Businesses Struggling Under High Costs and Energy Crisis: Industry leaders say that even if liquidity were to improve, structural barriers make it difficult for businesses to expand operations or undertake new investments.
BCI President: “Industry is under extreme pressure”: Bangladesh Chamber of Industries (BCI) President Anwar-ul-Alam Chowdhury Parvez expressed deep concern over the deteriorating industrial environment: “The government is not taking effective measures despite witnessing the dire situation of businesses. Since 2022, the shortages of electricity and gas have intensified to the point where most industries cannot maintain regular production. Nearly half of the small industries have already shut down.” Parvez emphasized that high interest rates, inflation, energy shortages, and stagnant demand are collectively suffocating the industrial sector. “To expand employment, ensure competitiveness, and diversify industrial production, the government must adopt more business-friendly policies,” he said. CPD: “Prolonged political uncertainty will deepen the economic crisis”
Dr. Fahmida Khatun, Executive Director of the Center for Policy Dialogue (CPD), said political transition will play a crucial role in shaping business confidence and investment flows. “Elections are essential for stability. Politics and economics complement each other. The longer the interim government remains, the greater the economic damage.”
She stressed that meaningful reforms-particularly in banking governance, financial discipline, energy security, and revenue administration-must be top priorities for any incoming administration.
Investors Waiting for Clarity: Interviews conducted by Daily Industry with investors and entrepreneurs reveal a consistent theme: uncertainty. Many business owners say they are delaying decisions on expansions, machinery imports, or new projects until they see: stable political conditions, stronger banking sector governance, a predictable exchange rate environment, and clear post-election economic policies.
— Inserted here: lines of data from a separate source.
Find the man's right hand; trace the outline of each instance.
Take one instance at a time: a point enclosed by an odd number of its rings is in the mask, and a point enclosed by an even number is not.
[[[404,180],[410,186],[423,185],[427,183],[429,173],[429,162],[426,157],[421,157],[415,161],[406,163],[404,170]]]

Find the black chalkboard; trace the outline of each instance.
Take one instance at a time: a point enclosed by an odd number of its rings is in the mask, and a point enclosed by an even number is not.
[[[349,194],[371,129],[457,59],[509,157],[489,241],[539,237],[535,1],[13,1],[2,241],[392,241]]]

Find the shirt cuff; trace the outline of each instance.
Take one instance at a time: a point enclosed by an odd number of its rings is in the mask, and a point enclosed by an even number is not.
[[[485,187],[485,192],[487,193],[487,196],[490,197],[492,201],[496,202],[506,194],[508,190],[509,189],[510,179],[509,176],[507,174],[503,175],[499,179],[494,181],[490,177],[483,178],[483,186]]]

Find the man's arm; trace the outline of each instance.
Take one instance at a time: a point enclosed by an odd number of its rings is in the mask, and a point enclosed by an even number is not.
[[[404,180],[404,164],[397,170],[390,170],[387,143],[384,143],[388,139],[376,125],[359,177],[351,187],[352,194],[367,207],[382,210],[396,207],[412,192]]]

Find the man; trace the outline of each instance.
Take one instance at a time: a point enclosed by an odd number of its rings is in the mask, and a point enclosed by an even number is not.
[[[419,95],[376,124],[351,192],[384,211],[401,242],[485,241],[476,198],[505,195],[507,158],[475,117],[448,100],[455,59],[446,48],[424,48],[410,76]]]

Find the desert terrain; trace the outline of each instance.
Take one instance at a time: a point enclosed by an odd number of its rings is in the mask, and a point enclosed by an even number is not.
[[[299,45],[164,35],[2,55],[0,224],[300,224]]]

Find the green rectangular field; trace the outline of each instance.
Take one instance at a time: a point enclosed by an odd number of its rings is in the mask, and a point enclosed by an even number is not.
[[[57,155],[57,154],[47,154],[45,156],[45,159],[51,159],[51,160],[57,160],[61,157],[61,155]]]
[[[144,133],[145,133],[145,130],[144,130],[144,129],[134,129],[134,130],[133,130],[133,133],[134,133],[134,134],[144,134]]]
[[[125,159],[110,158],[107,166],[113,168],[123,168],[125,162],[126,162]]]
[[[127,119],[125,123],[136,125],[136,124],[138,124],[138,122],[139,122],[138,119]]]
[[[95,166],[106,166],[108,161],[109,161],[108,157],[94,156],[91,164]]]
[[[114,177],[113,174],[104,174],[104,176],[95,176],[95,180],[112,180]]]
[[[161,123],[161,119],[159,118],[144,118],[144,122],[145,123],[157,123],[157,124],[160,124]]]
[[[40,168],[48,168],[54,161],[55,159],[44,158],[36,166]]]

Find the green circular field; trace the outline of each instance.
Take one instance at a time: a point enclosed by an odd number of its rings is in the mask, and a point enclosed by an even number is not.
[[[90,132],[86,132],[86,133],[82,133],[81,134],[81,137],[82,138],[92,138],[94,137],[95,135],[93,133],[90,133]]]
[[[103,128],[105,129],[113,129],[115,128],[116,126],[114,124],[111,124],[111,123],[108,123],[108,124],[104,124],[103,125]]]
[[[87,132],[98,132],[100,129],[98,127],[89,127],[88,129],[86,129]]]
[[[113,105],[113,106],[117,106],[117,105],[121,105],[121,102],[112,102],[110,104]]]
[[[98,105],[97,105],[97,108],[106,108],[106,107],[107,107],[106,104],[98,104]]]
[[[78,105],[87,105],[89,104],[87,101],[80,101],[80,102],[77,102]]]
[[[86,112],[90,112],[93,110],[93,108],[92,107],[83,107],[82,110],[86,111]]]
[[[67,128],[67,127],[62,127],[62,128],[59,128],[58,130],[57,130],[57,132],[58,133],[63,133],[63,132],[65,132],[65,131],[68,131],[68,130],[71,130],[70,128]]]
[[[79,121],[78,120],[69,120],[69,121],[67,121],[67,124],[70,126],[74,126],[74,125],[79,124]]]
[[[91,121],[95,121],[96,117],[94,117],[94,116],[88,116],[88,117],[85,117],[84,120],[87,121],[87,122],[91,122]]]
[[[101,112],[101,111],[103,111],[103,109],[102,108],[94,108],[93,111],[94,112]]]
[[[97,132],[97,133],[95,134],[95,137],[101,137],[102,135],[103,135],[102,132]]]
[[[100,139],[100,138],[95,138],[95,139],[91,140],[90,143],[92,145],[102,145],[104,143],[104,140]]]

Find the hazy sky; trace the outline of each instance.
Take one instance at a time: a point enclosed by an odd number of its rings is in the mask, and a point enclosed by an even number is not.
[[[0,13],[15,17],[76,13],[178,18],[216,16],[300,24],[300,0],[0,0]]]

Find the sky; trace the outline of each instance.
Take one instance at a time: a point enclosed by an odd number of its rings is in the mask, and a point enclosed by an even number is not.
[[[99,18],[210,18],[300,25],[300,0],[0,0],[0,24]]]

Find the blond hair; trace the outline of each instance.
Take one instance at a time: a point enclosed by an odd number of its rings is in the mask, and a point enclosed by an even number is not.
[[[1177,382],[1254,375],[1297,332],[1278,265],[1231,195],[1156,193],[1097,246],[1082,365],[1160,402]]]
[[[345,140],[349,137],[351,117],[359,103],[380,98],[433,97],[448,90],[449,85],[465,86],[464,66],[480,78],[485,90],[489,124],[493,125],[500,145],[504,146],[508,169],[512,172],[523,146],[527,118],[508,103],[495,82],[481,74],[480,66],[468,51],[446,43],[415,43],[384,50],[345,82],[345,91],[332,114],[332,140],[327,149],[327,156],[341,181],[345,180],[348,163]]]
Several also mentioned frustration over slow government responses to the energy crisis, which continues to disrupt production and raise costs.
Crowding-Out Effect Already Visible: Economists point out that the crowding-out effect is no longer theoretical-it is already impacting Bangladesh’s economy: Public borrowing is absorbing a disproportionate share of available liquidity. Banks prefer lending to the government because of lower risk and negligible administrative cost.
Private borrowers, especially SMEs, face stricter screening and higher collateral requirements. Industrial production remains below capacity due to lack of capital for raw materials and equipment.
Outlook: A Recovery Possible-But Only With Reforms: Despite the turbulence, experts say Bangladesh’s economy can still regain strong growth momentum if key reforms are implemented early in the next political cycle.
These include: Strengthening banking sector governance and reducing NPLs, Enhancing financial discipline and eliminating fiscal leakages, Modernizing revenue administration to reduce dependence on bank borrowing, Ensuring reliable energy supply, Restoring investor confidence through policy stability.
Without these reforms, they warn that political uncertainty, revenue deficits, and credit distortions may prolong the investment slump and impede overall economic recovery.
In summary, Bangladesh stands at a critical crossroads. While external indicators show signs of stability, domestic economic challenges-exacerbated by heavy government borrowing-continue to weigh down private investment, industrial output, and long-term growth prospects. Experts uniformly agree that restoring confidence, reforming the banking sector, and ensuring political stability are essential for steering the economy back onto a sustainable development path.